Comment by Zanfa
6 months ago
> JSX really isn’t that great. Sometimes it feels like most React devs don’t know how to write a for loop or if statement because they mostly use map(), ternaries, and short-circuiting, which are not very ergonomic compared with markup-based approaches.
I'm the last person to vouch for React and the horrors it has inflicted upon web development, but the one thing it definitely got right compared to Angular (and Vue) is the use of JS for control flow, rather than fake attributes and whole new language.
JSX is as much a new language as Vue’s templating. JSX extends JavaScript syntax; Vue extends HTML syntax.
If you’re working on generating markup, it makes more sense to do that at the markup level than constantly switch between markup and imperative JavaScript.
It might use JavaScript for control flow, but does it really count when it uses it in a way that is not idiomatic at all? It’s not idiomatic JavaScript to use map instead of for everywhere, and it’s not idiomatic JavaScript to use ternaries instead of if everywhere. Writing JSX looks very different to writing normal JavaScript.
The difference is that JSX is using control flow from an actual programming language, whereas Vue is shoehorning control flow into declarative markup. This is the single reason React won the frontend framework market: they got the templating right.
PS: in modern JavaScript, using map rather than for loops is more idiomatic!
> This is the single reason React won the frontend framework market
Don’t be silly, the front-end landscape is a lot richer than you make it out to be. React hasn’t “won”, the last time there was a clear winner in front-end, it was jQuery.
> PS: in modern JavaScript, using map rather than for loops is more idiomatic!
No, it’s not, and this is exactly what I was talking about. for loops and map() serve distinct purposes.
for iterates through a series of elements.
map() transforms a series of elements.
It’s possible to use them both for the same things, but there is a very clear semantic difference between them.

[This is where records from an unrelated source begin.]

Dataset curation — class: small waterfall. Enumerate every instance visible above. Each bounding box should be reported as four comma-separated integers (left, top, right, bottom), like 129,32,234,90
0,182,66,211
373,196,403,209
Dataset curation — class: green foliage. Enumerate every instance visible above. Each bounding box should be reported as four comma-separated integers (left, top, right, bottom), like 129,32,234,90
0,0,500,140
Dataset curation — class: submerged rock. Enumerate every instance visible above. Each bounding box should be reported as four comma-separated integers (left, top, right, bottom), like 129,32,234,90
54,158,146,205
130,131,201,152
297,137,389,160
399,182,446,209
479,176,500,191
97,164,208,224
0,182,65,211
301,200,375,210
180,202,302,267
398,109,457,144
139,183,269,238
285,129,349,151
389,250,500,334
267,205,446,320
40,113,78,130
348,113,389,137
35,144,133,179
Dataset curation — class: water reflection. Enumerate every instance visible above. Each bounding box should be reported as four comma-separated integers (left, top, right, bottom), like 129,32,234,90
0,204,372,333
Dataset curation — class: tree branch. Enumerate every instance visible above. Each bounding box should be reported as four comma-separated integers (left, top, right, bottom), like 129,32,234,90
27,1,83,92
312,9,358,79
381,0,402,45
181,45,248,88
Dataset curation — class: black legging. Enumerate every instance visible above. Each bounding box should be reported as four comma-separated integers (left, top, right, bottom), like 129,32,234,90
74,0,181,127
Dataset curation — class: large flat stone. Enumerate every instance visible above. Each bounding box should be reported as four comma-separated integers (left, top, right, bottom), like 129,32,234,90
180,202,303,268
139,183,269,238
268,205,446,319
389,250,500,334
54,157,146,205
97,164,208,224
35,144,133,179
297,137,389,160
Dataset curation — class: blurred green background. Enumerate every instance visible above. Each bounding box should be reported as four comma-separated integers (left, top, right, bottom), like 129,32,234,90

One doesn’t replace the other, they mean different things.
In the context of “I have a bunch of elements I want to iterate over and output”, what you want is a for loop. The reason why React devs have been convinced map() replaces for loops is that React has to force you into making everything an expression, so instead of writing for when it’s appropriate and map() when it’s appropriate, they have to write map() everywhere.